Opening the second side with a bang is the album’s other original composition, the bluesy “Sonnymoon for Two,” which features over five minutes of Rollins’ fluid yet biting improvising, and as his ideas gush forth the rhythm section rolls sturdily in unison. And it’s Jones and Ware who get the majority of the space on the LP, but with the centerpiece reading of the Dizzy Gillespie bop warhorse “A Night in Tunisia,” Bailey and La Roca make their presence emphatically known.
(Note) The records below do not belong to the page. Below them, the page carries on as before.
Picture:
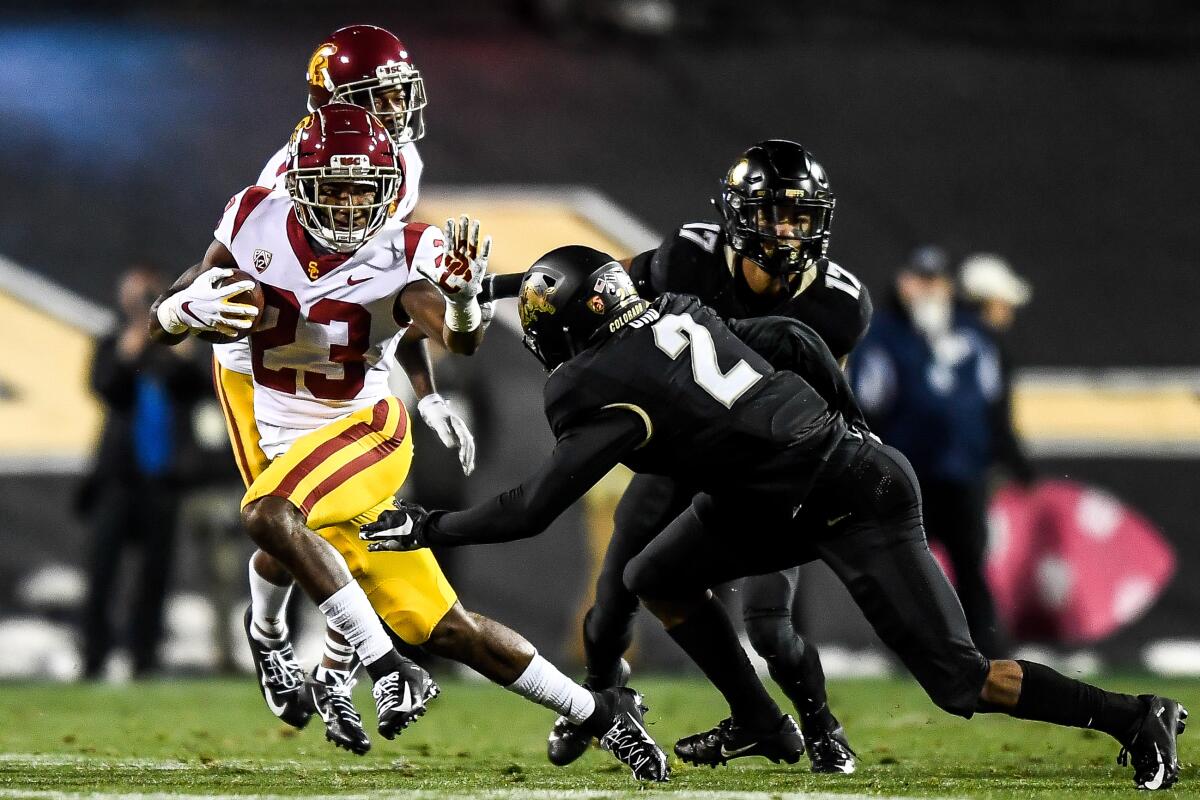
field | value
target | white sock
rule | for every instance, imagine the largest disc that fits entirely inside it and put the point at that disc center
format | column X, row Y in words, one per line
column 340, row 654
column 349, row 613
column 544, row 684
column 268, row 607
The late-‘80s CD issue began with this track (though not with Sonny’s introduction of the band); the inaugural piece played that day, as one of the first full-length jazz recordings absorbed by this writer, it provided an epiphany. Rollins’ initial lines are highly aggressive, with grit in his swinging (yes, Fire Music was just around the corner) and yet constantly in contact, at least implicitly, with Dizzy’s melodic origin. Along the way Bailey’s like a man desperately trying to get someplace, and La Roca is bursting at the seams to eventually explode in one of the most unpredictable drum solos these ears have heard.
Some might say they are giving the song the blitz, and that’s not necessarily untrue, but what’s crucial to the understanding of why A Night at the Village Vanguard is a canonical classic amid classics is that nothing insensitive is occurring. And as if to make that unmistakable, the LP ends with a tidy take of Vernon Duke’s “I Can’t Get Started,” with Rollins’ in full romantic mode as Jones offers some fantastically atypical ballad playing and Ware brings the required pulse.
In the most succinct terms possible; this is the cream of the crop, people. Jazz simply doesn’t get any sweeter than A Night at the Village Vanguard.